Gladwell ci regala un esempio che renderà la comprensione della ‘miopia’ più chiaro: se una persona è depressa e crede che bere la tirerà su contando su un effetto inibitorio sulla tristezza resterà probabilmente delusa, solo, al tavolo di un bar, quello che ha in primo piano, ossia il cattivo umore, diventerà ancora peggiore.
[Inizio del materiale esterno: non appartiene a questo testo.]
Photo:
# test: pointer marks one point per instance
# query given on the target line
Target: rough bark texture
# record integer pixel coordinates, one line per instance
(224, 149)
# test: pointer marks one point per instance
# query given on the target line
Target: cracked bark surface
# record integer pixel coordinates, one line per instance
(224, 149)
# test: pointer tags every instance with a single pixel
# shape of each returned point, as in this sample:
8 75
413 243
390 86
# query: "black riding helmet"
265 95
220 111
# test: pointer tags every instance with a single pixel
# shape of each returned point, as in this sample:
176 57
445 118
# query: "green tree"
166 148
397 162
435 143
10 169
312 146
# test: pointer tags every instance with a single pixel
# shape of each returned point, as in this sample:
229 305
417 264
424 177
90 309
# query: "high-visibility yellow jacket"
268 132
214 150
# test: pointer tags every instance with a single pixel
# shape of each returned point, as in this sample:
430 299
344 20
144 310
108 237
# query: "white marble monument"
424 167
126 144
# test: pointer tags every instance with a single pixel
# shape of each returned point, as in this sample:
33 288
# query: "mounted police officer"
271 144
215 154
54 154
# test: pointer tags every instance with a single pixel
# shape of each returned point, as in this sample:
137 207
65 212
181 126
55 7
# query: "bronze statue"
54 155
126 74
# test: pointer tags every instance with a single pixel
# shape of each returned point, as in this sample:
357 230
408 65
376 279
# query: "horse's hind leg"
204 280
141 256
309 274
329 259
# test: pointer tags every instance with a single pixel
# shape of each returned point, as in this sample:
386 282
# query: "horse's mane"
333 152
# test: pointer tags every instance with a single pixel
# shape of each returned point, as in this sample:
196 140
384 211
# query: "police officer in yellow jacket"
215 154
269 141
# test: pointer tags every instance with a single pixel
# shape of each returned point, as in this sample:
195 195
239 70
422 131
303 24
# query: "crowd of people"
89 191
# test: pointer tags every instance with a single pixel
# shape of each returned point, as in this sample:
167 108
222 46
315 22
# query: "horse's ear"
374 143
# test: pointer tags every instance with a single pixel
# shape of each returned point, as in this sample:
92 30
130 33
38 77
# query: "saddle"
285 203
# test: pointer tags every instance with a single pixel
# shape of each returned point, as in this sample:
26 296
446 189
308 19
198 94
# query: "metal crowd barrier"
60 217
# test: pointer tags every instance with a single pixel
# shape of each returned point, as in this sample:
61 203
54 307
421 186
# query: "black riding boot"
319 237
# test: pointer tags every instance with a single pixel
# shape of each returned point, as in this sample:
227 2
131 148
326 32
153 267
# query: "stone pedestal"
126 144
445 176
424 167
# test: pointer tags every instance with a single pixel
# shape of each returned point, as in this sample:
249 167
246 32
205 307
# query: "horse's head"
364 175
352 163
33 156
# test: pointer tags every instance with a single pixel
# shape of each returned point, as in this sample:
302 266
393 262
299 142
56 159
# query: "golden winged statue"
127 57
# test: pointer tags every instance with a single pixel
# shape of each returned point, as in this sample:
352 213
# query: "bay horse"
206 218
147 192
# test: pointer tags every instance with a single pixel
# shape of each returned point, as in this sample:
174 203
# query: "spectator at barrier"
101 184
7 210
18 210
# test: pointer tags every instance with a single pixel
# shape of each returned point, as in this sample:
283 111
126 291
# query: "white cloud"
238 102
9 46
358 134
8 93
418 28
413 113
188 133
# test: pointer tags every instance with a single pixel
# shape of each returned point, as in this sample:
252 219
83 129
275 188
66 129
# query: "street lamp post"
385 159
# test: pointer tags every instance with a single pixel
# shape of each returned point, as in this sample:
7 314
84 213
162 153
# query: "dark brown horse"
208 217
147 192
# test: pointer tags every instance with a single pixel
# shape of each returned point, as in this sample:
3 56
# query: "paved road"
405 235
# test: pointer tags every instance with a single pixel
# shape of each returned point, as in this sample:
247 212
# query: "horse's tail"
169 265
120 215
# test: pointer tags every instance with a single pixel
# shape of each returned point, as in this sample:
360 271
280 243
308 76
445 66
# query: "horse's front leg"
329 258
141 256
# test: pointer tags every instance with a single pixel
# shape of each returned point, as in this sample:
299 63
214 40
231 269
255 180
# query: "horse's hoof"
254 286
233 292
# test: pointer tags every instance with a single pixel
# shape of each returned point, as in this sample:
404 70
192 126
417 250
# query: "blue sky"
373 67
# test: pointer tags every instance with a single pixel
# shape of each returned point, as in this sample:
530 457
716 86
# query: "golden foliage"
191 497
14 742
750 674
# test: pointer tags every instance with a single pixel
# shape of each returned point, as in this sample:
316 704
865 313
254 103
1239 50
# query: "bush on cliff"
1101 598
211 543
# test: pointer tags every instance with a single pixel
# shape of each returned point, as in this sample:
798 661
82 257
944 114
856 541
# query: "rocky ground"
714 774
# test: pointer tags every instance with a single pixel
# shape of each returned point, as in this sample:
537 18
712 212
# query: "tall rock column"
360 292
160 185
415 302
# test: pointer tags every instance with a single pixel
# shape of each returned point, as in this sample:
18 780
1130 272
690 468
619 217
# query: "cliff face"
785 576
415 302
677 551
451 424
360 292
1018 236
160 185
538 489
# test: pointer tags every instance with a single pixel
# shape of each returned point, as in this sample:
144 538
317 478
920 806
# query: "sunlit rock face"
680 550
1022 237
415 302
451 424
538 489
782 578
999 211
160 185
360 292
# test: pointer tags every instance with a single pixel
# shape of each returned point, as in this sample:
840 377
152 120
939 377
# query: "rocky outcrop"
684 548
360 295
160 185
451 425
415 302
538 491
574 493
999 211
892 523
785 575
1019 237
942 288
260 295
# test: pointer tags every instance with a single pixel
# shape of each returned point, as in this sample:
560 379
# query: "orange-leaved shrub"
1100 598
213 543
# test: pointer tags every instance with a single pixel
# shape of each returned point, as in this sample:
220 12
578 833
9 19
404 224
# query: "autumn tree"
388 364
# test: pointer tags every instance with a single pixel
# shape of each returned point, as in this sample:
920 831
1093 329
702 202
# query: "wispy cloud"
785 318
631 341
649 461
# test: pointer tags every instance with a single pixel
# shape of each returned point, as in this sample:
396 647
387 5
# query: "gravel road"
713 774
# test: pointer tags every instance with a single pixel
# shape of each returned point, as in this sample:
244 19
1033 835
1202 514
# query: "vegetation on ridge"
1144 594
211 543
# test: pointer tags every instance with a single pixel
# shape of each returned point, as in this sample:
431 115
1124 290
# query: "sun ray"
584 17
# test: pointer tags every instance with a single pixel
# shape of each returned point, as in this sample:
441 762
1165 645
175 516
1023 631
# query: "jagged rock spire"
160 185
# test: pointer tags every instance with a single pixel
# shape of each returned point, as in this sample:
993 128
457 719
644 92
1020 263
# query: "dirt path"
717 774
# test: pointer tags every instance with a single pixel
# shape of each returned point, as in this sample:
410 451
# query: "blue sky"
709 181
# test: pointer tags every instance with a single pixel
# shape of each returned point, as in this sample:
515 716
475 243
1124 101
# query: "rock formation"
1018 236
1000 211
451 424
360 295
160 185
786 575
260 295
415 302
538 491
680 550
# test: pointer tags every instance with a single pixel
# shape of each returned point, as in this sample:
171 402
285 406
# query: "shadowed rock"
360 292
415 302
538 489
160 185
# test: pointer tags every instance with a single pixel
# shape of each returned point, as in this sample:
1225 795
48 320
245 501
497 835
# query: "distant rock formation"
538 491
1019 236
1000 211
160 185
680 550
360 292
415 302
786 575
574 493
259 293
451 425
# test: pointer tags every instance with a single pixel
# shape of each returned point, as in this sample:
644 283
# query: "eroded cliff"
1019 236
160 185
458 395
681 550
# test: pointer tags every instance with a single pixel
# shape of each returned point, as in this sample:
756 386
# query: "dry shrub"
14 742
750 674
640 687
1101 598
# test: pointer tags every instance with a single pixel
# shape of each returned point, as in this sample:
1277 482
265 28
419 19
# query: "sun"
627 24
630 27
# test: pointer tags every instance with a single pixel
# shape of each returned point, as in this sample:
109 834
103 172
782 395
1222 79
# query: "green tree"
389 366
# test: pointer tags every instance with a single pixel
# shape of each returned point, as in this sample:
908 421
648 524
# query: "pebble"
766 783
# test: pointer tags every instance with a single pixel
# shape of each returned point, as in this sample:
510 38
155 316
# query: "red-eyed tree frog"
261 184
Al cambiare delle circostanze possono cambiare anche gli effetti: se il soggetto è triste ma si trova in compagnia di un gruppo di amici festosi per guardare una partita, il contesto positivo sarà in primo piano e scaccerà momentaneamente le sue angosce (salvo poi farle riemergere il mattino dopo, puntuali, insieme ad un gran mal di testa). 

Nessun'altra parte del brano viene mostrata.